Elle intéresse, par conséquent, les femmes, car le fondement de sa domination par l’homme se trouve dans le système d’organisation de la vie politique et économique de la société. La révolution, en changeant l’ordre social qui opprime la femme, crée les conditions pour son émancipation véritable.
Les femmes et les hommes de notre société sont tous victimes de l’oppression et de la domination impérialistes. C’est pourquoi ils mènent le même combat. La révolution et la libération de la femme vont de pair. Et ce n’est pas un acte de charité ou un élan d’humanisme que de parler de l’émancipation de la femme. C’est une nécessité fondamentale pour le triomphe de la révolution. Les femmes portent sur elles l’autre moitié du ciel.
Créer une nouvelle mentalité chez la femme voltaïque qui lui permette d’assumer le destin du pays au côté de l’homme est une tâche primordiale de la révolution. Il est de même de la transformation à apporter dans les attitudes vis-à-vis de la femme. Jusqu’à présent, la femme a été exclue des sphères de décisions. La révolution, en responsabilisant la femme, crée les conditions pour libérer l’initiative combattante des femmes. Le CNR, dans sa politique révolutionnaire, travaillera à la mobilisation, à l’organisation et à l’union de toutes ses forces vives de la nation et la femme ne sera pas en reste. Elle sera associée à tous les combats que nous aurons à entreprendre contre les diverses entraves de la société néocoloniale et pour l’édification d’une société nouvelle. Elle sera associée à tous les niveaux de conceptions, de décision et d’exécution, à l’organisation de la vie de la nation entière. Le but final de toute cette entreprise grandiose, c’est de construire une société libre et prospère où la femme sera l’égale de l’homme dans tous les domaines.
Cependant, il convient d’avoir une juste compréhension de la question de l’émancipation de la femme.

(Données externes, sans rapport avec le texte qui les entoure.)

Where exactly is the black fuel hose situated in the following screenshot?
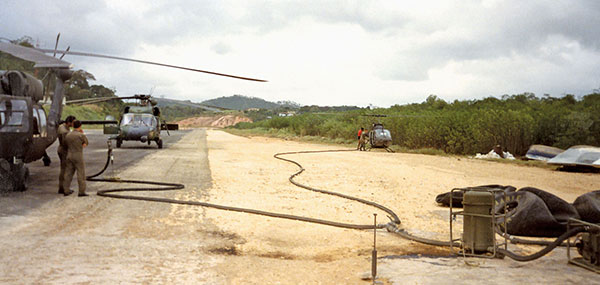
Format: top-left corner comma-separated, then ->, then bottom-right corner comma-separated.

Elle n’est pas une égalité mécanique entre l’homme et la femme. Acquérir les habitudes reconnues à l’homme (boire, fumer, porter des pantalons) ce n’est pas l’émancipation de la femme.
Ce n’est pas non plus l’acquisition de diplômes qui rendra la femme égale à l’homme ou plus émancipée. Le diplôme n’est pas un laisser-passer pour l’émancipation.
La vraie émancipation de la femme c’est celle qui responsabilise la femme, qui l’associe aux activités productives, aux différents combats auxquels est confronté le peuple. La vraie émancipation de la femme, c’est celle qui force le respect et la considération de l’homme.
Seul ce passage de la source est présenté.